On November 15, 2006, the second installment of BKAF featured three actors portraying President Thomas Jefferson in an America's Next Top Model style segment, America's Top Jefferson, with Project Runway mentor and producer Tim Gunn making an appearance.

===Better Know a President===
On May 17, 2006, Colbert introduced Better Know a President, a 43-part series that would refresh the viewer's memory of the accomplishments of every president in United States history. The first president covered was Theodore Roosevelt, played by Roosevelt impersonator Jim Foote. In keeping with the running gags of the segment, he asked Roosevelt if the Spanish–American War was merely a great war of American imperialism, or the greatest war of American imperialism. The second covered was Thomas Jefferson.
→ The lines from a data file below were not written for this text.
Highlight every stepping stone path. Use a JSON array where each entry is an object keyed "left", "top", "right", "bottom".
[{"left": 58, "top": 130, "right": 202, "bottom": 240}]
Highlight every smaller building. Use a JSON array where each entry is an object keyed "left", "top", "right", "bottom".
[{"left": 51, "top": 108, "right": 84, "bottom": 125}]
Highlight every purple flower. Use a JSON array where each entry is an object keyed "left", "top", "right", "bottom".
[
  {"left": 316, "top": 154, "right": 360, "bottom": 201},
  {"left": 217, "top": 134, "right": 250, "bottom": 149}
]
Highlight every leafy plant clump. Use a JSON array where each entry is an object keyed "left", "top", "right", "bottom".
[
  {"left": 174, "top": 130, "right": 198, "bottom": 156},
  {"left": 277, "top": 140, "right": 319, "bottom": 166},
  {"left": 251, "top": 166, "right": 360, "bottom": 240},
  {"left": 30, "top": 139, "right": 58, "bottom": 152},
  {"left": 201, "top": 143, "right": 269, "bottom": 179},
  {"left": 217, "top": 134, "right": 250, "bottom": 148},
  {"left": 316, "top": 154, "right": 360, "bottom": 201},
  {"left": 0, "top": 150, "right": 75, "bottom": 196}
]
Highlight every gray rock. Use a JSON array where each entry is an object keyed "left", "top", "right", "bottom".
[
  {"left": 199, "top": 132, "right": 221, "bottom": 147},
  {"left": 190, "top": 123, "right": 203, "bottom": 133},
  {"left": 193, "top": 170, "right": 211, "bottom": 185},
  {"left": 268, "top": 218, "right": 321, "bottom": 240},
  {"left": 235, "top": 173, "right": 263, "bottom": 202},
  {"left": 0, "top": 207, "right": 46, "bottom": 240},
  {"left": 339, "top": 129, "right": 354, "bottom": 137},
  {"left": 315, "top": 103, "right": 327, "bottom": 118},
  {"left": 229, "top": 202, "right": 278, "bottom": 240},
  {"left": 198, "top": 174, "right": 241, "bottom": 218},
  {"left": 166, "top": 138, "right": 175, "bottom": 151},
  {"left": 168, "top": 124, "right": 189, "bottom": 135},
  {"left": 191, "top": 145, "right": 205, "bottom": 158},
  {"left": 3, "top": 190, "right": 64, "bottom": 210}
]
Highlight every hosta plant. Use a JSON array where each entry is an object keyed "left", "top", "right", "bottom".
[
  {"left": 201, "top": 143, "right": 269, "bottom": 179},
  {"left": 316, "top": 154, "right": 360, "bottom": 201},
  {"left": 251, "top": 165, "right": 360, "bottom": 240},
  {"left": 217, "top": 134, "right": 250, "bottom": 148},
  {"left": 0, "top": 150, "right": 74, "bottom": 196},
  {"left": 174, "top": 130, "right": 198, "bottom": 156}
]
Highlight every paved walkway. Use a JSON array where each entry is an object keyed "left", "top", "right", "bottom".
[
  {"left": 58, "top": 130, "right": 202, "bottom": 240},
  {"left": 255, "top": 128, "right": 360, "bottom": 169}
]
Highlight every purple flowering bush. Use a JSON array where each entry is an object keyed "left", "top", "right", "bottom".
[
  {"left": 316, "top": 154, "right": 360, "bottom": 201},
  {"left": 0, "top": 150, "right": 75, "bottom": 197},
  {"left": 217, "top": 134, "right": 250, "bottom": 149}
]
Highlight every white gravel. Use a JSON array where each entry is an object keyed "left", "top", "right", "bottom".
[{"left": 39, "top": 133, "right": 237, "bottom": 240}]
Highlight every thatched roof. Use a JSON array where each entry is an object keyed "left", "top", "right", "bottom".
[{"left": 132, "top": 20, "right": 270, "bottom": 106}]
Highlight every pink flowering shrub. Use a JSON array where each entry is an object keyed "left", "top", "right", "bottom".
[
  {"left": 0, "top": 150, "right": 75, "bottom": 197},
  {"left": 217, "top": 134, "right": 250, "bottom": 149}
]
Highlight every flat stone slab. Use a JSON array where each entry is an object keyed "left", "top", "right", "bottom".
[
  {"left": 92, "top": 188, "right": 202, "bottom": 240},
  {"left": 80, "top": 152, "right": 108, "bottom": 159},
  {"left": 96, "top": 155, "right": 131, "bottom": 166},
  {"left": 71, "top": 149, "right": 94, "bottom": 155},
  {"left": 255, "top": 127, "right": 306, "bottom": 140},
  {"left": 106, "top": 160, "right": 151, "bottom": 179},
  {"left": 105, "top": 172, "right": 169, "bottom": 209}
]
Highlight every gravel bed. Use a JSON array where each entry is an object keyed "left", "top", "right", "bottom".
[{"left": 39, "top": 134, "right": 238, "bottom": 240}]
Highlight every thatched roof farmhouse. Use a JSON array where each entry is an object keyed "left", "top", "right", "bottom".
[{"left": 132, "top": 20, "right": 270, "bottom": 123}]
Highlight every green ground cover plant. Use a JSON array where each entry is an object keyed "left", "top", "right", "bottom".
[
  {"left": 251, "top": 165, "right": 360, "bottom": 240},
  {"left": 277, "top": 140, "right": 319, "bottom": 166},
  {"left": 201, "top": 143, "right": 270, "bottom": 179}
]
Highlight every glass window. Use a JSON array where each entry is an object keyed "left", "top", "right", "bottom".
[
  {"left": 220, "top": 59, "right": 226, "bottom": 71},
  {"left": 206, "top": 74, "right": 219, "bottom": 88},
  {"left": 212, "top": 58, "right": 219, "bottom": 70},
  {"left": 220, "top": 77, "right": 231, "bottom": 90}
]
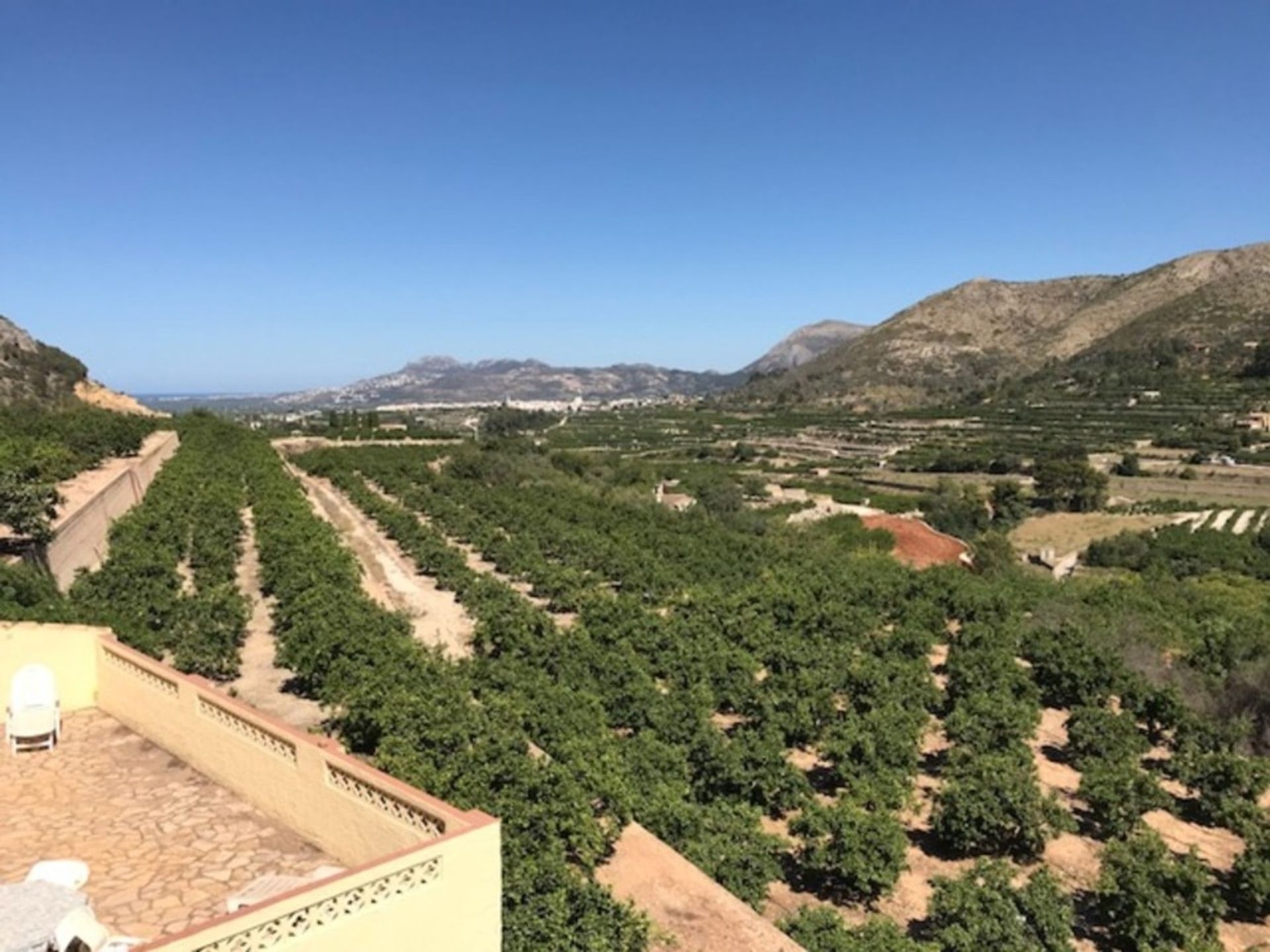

Colbert talked to three different Jefferson impersonators, and judged which was the best.

===Meet an Ally===
On August 3, 2006, Stephen began the first segment in a series entitled "Meet an Ally" in which he examines nations part of the "Coalition of the Willing". He began the series by interviewing the ambassador of Palau, Stuart Beck.

===Betterer Know a District===
When Colbert shows an extended segment of an interview at a later date, he calls the segment "Betterer Know a District".

===Better Know a Memory===
On November 8, 2006, some representatives who were profiled in Better Know a District and had since been re-elected in the previous day's election were reintroduced in a short segment that immediately preceded the commercial breaks. A humorous clip from the BKAD interview would be shown and the words "RETURNED TO CONGRESS" would be rubber stamped onto the still image of the representative. The subjects reintroduced were Eliot L. Engel, Brad Sherman, Lynn Westmoreland, and Robert Wexler.

=== Better Know a Governor ===
On January 21, 2008, after the Republican South Carolina Primary, Colbert interviewed Governor Mark Sanford as the easiest way to learn about all of South Carolinians.

=== Better Know a Lobby ===
On February 6, 2008, Colbert began what he called an "Infinite-long" segment called "Better Know a Lobbyist," where he interviews lobbyists. His first interview was with Joe Solmonese of the Human Rights Campaign, a gay rights organization. This was a two-part interview, with the second half being broadcast on February 7. On March 12, 2008, it changed to "Better Know a Lobby" and became a 35,000-part-long segment. The second interview was with Ethan Nadelmann of the Drug Policy Alliance, a lobby demanding the legalization of drugs. His third interview was with Paul Helmke of the Brady Campaign, a gun control lobby.

===Better Know a Beatle===
On January 28, 2009, Colbert began what he called the first of a four-part series "Better Know a Beatle", where Colbert intends to interview all of the Beatles starting with his interview with Paul McCartney, bass player, singer-songwriter of the Beatles. Colbert introduced Paul McCartney as "The Fightin' Walrus", a reference to two Beatle songs: "I Am the Walrus" and "Glass Onion".

===Better Know a Cradle of Civilization===
During his trip to Iraq, Colbert began his one-part series, Better Know a Cradle of Civilization, during which he explained the history of Iraq.

===Better Know a Stephen===
On December 16, 2009, Colbert began a new segment in which he interviews other prominent men named Stephen (specifically spelled with a "ph"). He started off by interviewing Stephen King.

===Better Know a Riding===
On February 22, 2010, Colbert began his one-part series, Better Know a Riding, during his coverage of the 2010 Winter Olympics. The featured riding (a riding is an electoral district in Canada) was Vancouver South, represented by Ujjal Dosanjh.

===Better Know a Kissinger===
One part series on Henry Kissinger prior to Colbert's interview of Henry Kissinger.

===Better Know a Salinger===
During the second edition of c'O'lbert Book Club, centered around J.D. Salinger, Colbert profiled the author in 'part one of my one-part series, Better Know a Salinger'. The first and only issue was based on the Fighting J.D.

===Better Know a Hemingway===
Third edition of Colbert Book Club features this "part one of a one-part series".

===Better Know a America===
On December 8, 2014, while hosting the show in Washington, D.C., Colbert debuted another one-part series, Better Know a America [sic].